INVESTMENT

The Permian Isn't Done Yet, and Oxy Has Receipts

Occidental lifts EOR spending by $200M in 2026 as reformed tax credits reshape recovery economics in the Permian Basin

6 Apr 2026

Occidental OXY headquarters sign on office building exterior

Occidental Petroleum is increasing its investment in enhanced oil recovery in the Permian Basin, confirming during its fourth-quarter 2025 earnings call that it will raise capital allocated to Permian EOR, the Gulf of Mexico, and international operations by approximately $200 million in 2026.

The move coincides with a significant shift in federal policy. Recent changes to the 45Q tax credit have lifted the credit value for CO2 used in EOR to $85 per metric ton, matching the rate for permanent geological storage for the first time. Analysis from Enverus found this reduced breakeven costs for conventional EOR projects by more than 40%, placing them below the threshold of the best remaining unconventional Permian inventory.

Occidental is better placed than most to benefit. The company has operated CO2-EOR projects in the Permian for more than 50 years and is integrating that infrastructure with its Stratos direct air capture facility in Ector County, Texas, which is scaling toward 500,000 tonnes of CO2 per year. Captured CO2 from Stratos will feed directly into EOR injection, supporting both production volumes and the company's net-zero oil commercial model.

Management confirmed that roughly 70% of total oil and gas capital in 2026 will be directed at US onshore assets, with EOR named as an optimisation priority. Production gains from the programme are not expected until late 2027, giving investors a defined milestone against which to measure progress.

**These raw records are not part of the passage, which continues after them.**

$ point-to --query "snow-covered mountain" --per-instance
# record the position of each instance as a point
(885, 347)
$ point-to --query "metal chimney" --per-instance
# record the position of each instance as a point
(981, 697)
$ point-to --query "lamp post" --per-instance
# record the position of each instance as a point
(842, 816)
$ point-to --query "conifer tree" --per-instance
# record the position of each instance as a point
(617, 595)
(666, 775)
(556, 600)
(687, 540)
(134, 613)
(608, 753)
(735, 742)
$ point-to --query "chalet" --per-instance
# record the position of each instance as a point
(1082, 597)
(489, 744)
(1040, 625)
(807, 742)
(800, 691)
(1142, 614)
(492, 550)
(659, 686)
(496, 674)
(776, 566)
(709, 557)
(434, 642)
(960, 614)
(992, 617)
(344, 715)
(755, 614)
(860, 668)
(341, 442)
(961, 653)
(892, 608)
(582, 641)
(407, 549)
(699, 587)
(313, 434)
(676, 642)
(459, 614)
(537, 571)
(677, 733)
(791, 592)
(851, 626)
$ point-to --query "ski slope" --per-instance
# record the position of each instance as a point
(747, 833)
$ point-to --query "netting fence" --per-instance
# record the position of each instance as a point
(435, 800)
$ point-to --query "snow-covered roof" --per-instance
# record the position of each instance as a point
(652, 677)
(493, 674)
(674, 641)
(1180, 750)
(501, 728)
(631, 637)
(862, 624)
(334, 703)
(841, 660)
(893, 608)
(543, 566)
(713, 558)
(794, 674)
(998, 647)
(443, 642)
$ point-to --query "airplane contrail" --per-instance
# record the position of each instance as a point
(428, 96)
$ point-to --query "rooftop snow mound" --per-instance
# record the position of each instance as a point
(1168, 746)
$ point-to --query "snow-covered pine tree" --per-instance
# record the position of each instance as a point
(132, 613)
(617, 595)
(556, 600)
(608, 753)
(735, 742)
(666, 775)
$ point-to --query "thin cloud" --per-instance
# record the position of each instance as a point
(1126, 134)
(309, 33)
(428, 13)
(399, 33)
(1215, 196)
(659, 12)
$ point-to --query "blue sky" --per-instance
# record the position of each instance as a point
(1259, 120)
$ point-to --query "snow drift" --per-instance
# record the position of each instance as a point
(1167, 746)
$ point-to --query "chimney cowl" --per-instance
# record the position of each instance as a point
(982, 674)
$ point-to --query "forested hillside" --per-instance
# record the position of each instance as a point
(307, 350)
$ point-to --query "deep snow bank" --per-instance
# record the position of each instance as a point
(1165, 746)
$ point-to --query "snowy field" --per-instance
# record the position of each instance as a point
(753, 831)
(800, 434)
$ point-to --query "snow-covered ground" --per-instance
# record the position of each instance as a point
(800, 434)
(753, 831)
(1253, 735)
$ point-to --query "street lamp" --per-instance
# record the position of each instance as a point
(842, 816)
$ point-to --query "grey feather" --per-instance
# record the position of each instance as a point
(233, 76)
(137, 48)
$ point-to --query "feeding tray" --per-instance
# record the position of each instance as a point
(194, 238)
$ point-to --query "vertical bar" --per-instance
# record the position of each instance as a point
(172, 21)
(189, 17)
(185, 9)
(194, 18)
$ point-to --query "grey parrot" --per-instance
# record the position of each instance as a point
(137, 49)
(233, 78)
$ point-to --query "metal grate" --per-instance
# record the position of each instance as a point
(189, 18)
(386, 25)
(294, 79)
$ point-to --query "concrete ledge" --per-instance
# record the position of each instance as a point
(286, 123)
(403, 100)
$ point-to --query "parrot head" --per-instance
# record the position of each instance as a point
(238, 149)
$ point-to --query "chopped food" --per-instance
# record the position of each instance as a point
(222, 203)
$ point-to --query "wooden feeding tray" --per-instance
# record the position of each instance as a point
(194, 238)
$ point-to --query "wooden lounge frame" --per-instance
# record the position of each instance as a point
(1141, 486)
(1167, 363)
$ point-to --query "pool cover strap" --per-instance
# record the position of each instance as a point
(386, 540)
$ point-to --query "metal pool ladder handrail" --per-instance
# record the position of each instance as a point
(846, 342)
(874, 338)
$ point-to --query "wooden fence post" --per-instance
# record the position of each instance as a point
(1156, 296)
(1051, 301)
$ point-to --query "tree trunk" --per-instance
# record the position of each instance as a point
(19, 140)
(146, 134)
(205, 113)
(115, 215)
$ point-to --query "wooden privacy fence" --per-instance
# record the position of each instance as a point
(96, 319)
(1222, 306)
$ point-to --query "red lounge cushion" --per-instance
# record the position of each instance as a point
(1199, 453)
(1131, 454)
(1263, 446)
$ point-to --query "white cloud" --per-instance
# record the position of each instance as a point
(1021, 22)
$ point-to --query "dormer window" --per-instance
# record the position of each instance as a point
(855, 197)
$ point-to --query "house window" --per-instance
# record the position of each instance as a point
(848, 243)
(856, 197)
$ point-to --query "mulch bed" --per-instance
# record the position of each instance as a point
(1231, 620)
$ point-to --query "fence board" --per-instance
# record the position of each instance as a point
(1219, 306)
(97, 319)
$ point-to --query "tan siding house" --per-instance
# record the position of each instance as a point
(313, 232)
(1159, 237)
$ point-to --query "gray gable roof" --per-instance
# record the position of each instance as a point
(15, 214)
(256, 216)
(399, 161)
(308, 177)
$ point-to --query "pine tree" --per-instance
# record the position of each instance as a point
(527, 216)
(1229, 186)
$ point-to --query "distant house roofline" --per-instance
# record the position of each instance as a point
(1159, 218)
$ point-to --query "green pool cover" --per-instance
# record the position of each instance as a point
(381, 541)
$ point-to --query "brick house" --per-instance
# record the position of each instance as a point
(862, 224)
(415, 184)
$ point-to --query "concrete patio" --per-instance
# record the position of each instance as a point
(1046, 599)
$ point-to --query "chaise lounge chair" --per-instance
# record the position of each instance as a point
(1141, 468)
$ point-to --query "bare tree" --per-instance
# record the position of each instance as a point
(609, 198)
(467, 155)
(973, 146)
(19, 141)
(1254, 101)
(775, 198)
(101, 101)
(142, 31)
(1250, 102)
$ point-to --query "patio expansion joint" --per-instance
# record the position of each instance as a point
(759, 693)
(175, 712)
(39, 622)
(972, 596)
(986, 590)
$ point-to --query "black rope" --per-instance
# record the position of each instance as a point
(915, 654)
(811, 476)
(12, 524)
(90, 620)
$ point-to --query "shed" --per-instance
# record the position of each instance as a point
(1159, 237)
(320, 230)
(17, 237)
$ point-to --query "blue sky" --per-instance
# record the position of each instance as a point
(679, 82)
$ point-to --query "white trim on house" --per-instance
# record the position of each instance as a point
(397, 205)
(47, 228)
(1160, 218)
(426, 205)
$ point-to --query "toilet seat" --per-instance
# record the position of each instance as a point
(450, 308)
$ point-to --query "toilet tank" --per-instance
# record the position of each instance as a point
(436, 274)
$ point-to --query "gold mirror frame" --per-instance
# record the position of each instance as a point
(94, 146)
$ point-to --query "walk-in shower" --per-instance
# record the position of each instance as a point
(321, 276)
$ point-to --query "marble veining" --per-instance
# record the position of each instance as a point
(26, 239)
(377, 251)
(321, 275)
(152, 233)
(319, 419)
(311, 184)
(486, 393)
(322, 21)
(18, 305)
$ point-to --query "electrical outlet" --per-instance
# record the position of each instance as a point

The broader implications are harder to dismiss. When the dominant US CO2-EOR producer raises dedicated EOR capital in a year of otherwise constrained spending, it carries weight across the sector. Whether that signal translates into wider industry mobilisation will depend on how quickly CO2 supply infrastructure matures across the basin and whether the 45Q credit structure holds under future administrations.